There are several lively debates.  One is whether being “Indian” is a matter of genetics or culture.  The genetic base of the Peoples of America is Asian though lately there has been talk about migration through Greenland from Europe or maybe the paleo ur-people who were destroyed forever by the glaciers.  There seem to be two “waves” of immigration across the Pacific Ocean, though no one can tell why.  It’s only hinted at in the genomes.  But it’s hard to tell too much because tribes have finally realized that pharma hunters are after their molecules and throw up legal walls to protect their interests.  There is a LOT of money at stake.

So which alleles “prove” that someone is indigenous, as separate from someone who came to California from China in the Gold Rush?  And which of the many and intricate material cultures and ecological bases are definitive of who is “Indian”?  What about the young men Benjamin Franklin hired to work in his print shop — now that they are literate and dress like Franklin, are they no longer tribal?  (They were molecularly without immunity and died young.)

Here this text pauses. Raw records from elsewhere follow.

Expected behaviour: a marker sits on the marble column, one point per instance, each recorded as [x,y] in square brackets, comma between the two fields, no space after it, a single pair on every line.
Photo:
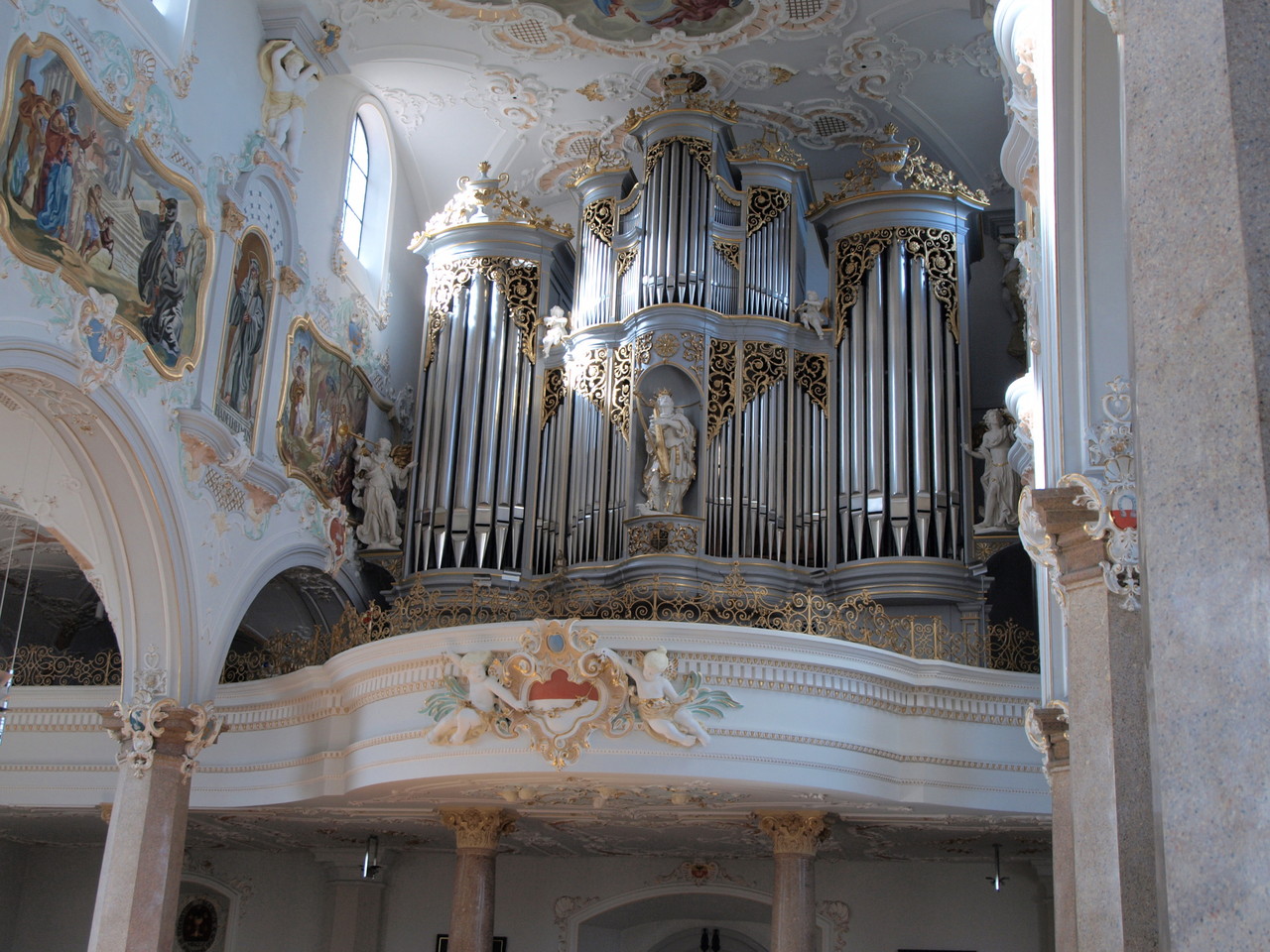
[471,912]
[1109,782]
[794,843]
[140,881]
[1047,729]
[353,901]
[1197,171]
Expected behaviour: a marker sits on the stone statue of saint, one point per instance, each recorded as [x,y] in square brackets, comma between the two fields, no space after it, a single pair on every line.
[373,484]
[289,80]
[671,442]
[1000,481]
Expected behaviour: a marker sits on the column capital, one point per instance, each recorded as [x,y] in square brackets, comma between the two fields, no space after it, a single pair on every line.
[1048,733]
[149,728]
[794,832]
[479,828]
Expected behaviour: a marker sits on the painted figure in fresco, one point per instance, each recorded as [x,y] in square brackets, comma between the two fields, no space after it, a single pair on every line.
[467,720]
[290,81]
[163,278]
[26,144]
[246,336]
[661,14]
[56,181]
[670,439]
[377,476]
[1000,481]
[661,706]
[96,227]
[811,312]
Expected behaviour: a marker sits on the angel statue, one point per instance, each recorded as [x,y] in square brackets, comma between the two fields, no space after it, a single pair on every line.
[289,80]
[466,710]
[379,475]
[663,710]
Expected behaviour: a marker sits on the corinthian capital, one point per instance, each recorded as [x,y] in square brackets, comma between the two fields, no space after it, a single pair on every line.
[477,828]
[794,833]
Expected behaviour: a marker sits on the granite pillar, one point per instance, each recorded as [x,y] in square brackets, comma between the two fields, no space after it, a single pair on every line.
[471,912]
[354,902]
[1198,199]
[794,842]
[140,881]
[1109,783]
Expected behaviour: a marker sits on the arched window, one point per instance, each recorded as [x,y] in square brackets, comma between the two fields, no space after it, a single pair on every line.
[367,197]
[356,184]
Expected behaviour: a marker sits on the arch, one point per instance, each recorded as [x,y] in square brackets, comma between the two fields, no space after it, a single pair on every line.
[367,268]
[89,471]
[729,895]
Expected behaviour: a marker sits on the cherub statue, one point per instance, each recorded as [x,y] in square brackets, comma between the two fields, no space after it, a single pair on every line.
[1000,481]
[811,312]
[659,705]
[462,716]
[376,477]
[556,329]
[289,80]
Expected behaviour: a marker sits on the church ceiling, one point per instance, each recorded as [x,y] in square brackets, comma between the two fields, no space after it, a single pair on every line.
[531,86]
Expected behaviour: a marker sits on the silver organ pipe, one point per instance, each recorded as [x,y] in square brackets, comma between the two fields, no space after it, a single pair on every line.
[824,456]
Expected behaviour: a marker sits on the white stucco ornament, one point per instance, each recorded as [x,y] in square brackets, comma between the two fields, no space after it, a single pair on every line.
[561,687]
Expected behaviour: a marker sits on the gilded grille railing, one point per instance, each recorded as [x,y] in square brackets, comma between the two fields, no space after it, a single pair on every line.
[41,665]
[733,602]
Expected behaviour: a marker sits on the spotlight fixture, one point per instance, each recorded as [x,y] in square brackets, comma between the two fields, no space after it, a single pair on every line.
[997,879]
[371,861]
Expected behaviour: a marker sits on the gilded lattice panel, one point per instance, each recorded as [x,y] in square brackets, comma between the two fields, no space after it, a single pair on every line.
[553,394]
[722,386]
[935,246]
[762,206]
[812,373]
[601,217]
[763,366]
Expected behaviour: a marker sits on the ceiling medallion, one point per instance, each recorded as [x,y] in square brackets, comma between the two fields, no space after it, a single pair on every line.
[561,687]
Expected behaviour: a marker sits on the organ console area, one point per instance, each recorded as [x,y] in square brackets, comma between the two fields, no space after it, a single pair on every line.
[752,379]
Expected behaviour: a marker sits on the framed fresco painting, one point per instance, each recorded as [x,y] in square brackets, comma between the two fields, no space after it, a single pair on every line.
[81,197]
[325,400]
[246,334]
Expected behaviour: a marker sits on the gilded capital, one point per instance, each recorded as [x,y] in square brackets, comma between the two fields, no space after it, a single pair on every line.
[479,828]
[794,833]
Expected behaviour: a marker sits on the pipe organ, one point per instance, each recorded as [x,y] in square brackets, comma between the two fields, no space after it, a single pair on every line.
[707,404]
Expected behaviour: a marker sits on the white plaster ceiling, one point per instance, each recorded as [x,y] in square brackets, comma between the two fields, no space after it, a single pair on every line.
[530,85]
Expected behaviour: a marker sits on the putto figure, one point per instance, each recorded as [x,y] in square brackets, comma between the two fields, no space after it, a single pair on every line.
[289,80]
[671,442]
[1000,481]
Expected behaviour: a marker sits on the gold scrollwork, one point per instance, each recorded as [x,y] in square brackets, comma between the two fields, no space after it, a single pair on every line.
[763,366]
[694,347]
[935,246]
[643,349]
[601,217]
[733,601]
[762,206]
[722,385]
[553,394]
[625,259]
[729,252]
[622,368]
[698,148]
[812,373]
[516,278]
[663,537]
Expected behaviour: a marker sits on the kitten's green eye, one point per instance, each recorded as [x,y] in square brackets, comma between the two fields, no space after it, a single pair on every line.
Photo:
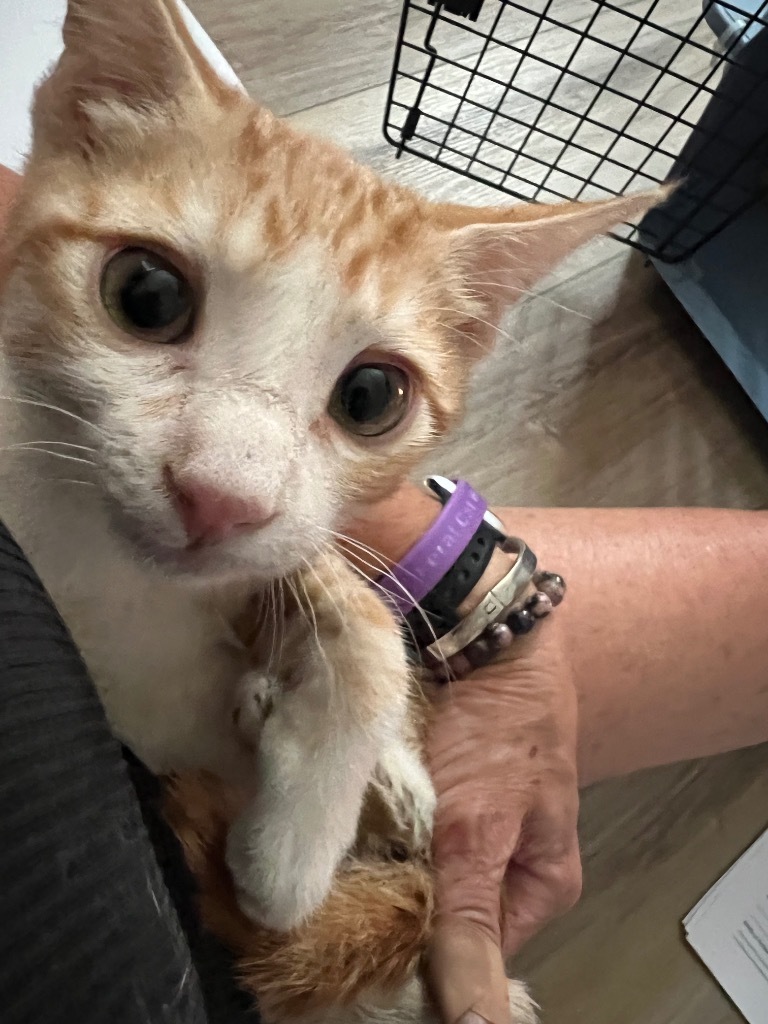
[371,399]
[147,296]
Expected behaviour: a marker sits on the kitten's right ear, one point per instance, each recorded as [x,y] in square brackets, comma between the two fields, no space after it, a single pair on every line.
[122,61]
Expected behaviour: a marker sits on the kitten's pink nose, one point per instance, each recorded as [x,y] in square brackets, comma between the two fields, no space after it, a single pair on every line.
[210,514]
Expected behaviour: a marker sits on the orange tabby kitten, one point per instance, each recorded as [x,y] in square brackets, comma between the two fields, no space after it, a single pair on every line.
[235,336]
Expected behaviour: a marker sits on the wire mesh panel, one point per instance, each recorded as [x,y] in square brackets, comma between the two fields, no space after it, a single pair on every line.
[582,99]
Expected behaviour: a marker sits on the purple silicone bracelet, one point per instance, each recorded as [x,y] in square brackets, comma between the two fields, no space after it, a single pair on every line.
[426,563]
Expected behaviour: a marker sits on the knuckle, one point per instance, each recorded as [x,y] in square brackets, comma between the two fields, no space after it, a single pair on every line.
[569,883]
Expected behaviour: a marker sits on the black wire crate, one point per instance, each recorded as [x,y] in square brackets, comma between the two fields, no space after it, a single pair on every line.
[579,99]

The other debate is whether there are any “full-bloods” left, which is particularly confusing since enrolled people might only have one full-blood great-grandparent or on the other hand be 100% “full-blood” and married to someone 100% full-blood but from a different tribe or even phenotype.  If a roly-poly Hopi marries a long tall Iroquois, what about their children?  Must they look like “Indians”?

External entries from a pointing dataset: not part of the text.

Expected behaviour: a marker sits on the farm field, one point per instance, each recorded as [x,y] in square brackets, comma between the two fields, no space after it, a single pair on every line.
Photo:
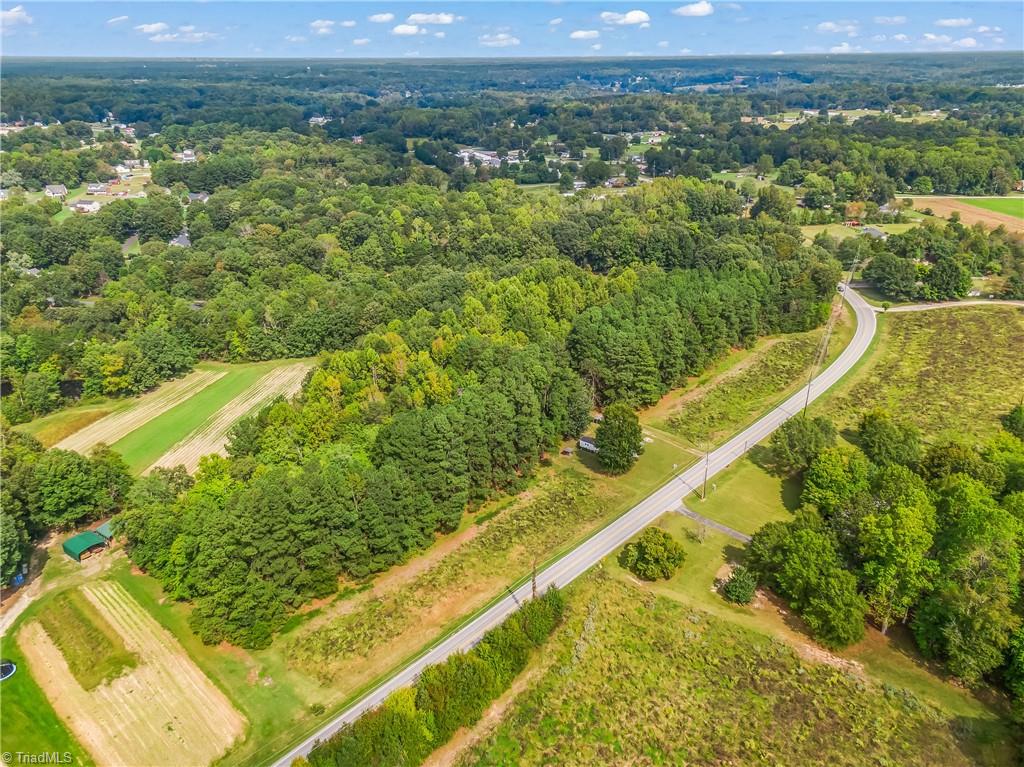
[233,394]
[1012,206]
[163,711]
[970,212]
[212,435]
[132,414]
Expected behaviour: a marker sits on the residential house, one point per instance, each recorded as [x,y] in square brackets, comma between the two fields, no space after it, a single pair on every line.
[86,206]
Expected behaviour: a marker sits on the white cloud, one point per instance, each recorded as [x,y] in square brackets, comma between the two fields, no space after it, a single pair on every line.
[501,40]
[14,16]
[630,17]
[431,18]
[842,27]
[152,29]
[186,34]
[699,8]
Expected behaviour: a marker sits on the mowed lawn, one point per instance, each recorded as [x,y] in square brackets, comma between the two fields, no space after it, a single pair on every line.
[153,439]
[1011,206]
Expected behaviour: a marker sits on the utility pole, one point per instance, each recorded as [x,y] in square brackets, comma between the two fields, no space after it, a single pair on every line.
[822,351]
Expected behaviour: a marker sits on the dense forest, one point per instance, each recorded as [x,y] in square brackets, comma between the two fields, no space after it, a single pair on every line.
[465,324]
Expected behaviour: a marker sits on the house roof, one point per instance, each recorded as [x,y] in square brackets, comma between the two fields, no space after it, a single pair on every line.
[76,546]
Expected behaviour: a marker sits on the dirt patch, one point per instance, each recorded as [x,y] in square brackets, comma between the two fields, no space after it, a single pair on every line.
[165,712]
[212,436]
[111,428]
[970,214]
[467,737]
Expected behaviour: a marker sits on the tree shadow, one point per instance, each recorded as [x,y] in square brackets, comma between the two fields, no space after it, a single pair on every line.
[793,488]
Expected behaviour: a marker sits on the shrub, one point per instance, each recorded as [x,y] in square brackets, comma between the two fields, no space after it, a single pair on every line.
[655,555]
[740,586]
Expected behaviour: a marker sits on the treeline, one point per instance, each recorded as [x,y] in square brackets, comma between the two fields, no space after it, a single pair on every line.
[263,277]
[52,489]
[931,537]
[413,723]
[391,440]
[937,263]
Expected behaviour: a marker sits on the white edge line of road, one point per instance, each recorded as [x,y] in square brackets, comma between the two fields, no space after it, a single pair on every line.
[668,498]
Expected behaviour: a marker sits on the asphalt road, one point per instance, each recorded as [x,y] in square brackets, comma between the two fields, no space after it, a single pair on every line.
[574,563]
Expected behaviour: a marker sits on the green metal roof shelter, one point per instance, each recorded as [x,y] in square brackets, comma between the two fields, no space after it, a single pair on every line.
[83,543]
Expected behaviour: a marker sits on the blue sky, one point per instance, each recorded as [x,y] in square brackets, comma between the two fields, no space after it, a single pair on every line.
[439,29]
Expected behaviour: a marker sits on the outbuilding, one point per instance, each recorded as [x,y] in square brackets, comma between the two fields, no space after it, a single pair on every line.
[84,545]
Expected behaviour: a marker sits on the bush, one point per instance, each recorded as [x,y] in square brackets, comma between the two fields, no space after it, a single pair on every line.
[740,586]
[655,555]
[411,723]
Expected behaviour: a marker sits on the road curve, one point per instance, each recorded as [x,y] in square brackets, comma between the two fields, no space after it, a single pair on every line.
[574,563]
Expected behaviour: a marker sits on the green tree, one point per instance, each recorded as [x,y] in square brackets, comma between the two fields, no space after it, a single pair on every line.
[740,587]
[798,441]
[886,440]
[619,438]
[895,541]
[653,556]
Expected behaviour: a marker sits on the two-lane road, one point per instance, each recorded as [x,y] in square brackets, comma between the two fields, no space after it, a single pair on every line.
[571,565]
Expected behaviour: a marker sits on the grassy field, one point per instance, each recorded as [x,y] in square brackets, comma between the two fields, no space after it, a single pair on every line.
[146,443]
[952,371]
[28,722]
[777,369]
[643,676]
[1012,206]
[93,650]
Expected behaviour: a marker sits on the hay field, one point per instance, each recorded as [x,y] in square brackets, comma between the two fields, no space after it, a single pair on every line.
[164,712]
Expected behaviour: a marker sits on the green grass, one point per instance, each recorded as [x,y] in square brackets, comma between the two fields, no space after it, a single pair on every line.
[53,427]
[28,722]
[745,497]
[948,371]
[154,438]
[1011,206]
[94,651]
[636,677]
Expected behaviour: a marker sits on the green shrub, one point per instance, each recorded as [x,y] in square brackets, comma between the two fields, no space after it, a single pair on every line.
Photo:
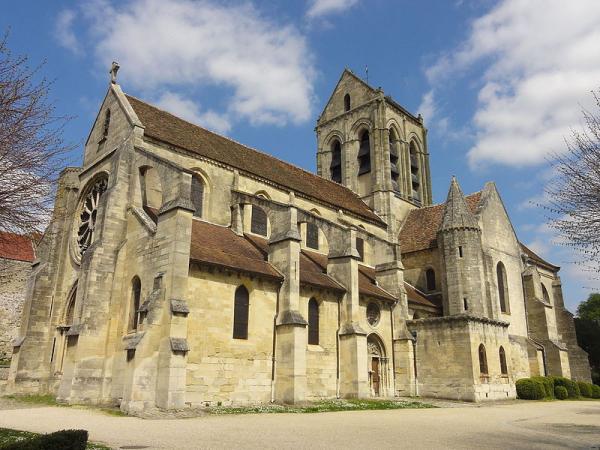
[548,383]
[571,386]
[560,392]
[60,440]
[585,389]
[529,389]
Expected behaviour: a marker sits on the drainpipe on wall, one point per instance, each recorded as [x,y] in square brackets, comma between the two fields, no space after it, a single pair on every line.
[414,335]
[337,355]
[274,345]
[393,353]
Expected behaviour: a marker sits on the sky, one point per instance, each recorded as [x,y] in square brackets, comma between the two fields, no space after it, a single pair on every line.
[500,84]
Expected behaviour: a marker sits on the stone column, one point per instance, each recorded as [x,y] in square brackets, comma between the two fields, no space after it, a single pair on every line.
[343,267]
[290,352]
[390,276]
[350,164]
[174,232]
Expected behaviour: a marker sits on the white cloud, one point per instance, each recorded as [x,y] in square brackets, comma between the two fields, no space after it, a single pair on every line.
[63,29]
[265,68]
[428,108]
[190,111]
[541,60]
[320,8]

On Twitter a meme about how people know who is an Indian is exchanged between cousins.  It’s based on stereotypes:  the question is “How do I know you’re Indin?”  

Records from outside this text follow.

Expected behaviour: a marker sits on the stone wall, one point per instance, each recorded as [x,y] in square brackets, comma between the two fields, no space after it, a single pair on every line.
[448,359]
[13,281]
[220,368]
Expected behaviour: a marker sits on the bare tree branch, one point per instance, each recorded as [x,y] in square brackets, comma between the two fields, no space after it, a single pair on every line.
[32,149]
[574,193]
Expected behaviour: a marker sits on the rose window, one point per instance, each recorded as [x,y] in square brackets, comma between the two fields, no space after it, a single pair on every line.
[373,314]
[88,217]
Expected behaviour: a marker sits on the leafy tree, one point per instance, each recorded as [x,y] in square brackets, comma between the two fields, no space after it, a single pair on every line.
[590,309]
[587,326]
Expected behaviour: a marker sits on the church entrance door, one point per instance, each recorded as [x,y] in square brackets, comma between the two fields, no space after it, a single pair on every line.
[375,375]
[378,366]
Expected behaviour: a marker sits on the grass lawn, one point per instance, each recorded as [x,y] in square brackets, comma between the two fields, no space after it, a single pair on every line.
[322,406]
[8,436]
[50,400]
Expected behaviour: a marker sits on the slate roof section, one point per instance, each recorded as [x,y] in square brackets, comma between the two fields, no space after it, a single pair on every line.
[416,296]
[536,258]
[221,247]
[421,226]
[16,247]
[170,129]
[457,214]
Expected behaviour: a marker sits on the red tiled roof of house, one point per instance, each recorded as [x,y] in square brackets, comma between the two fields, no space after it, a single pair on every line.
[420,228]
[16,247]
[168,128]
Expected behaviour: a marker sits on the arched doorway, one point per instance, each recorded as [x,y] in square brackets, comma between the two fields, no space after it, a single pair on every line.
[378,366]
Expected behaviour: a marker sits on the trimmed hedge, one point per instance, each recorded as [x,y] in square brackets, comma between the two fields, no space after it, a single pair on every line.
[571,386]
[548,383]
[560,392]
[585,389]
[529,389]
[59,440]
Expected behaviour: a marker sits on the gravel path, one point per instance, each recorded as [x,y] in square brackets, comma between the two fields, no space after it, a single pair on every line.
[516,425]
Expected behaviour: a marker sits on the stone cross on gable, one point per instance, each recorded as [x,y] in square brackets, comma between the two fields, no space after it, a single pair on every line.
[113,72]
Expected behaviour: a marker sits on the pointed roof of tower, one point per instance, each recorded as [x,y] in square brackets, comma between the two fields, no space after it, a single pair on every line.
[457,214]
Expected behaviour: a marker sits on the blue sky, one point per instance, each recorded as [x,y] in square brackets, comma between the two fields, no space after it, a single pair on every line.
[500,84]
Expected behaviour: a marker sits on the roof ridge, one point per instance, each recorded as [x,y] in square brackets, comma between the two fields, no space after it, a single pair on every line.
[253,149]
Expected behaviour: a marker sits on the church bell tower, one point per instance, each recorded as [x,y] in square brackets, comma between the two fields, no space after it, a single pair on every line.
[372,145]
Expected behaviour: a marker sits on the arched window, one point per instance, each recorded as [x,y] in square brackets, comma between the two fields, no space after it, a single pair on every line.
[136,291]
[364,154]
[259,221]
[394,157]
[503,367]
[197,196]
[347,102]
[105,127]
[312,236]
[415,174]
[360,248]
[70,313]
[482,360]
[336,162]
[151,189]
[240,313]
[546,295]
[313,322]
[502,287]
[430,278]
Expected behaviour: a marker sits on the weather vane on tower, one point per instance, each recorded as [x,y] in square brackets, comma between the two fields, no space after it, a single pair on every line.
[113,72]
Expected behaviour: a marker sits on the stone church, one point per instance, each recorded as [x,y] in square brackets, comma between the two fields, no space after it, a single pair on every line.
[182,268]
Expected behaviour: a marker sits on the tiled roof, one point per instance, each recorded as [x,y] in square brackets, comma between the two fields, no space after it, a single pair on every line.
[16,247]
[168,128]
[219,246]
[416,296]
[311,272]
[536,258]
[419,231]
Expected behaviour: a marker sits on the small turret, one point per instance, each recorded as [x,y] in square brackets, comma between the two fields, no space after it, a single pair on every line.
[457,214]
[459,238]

The game is in the answers:  “I can count to ten in Blackfeet language.”  “I read “Dances with Wolves” ten times.”  “I can turn into a wolf.”  “A single tear trickles down my cheek.”


Then comes Elissa Washuta, author of “My Body Is a Book of Rules” to briefly describe what it was like to be Cowlitz/Yakama growing up far from the rez and not looking “Indin” or wearing braids.  She took the trouble to travel to the tribes like hers (which had been disbanded legally), learning what they were like and making friends.  She speaks of the “imposter syndrome” when one is a great success (maybe as a writer) but can’t quite believe it.  Maybe not being able to “feel” one’s Indianness is the same thing.

But there’s another argument not limited to the world of the indigenous, which is whether people who are NOT indigenous in a tribal way or on a rez can POSSIBLY write about those people.  It’s a very emotional subject but sometimes very narrow.  People say, “Must one be a dog to write about being a dog?”  Others answer, “Only if you are a veterinarian.”  The cats next to me enjoying the sun pouring through the window say,  “If I had a book about me, I would pee on it.”  And I scream.  That’s such a CAT thing to say.


Seriously, I write about Blackfeet, Cree, Metis, the NW tribal people of my childhood, undefined local and whomever.  But I don’t publish.  That’s where the prejudice comes in.  No publisher will produce a book that might lose money due to politics.  I’m not “Indian.”  If I were, they might consider my writing.  That’s okay.  I write for myself, not them.  That’s been my earliest practice.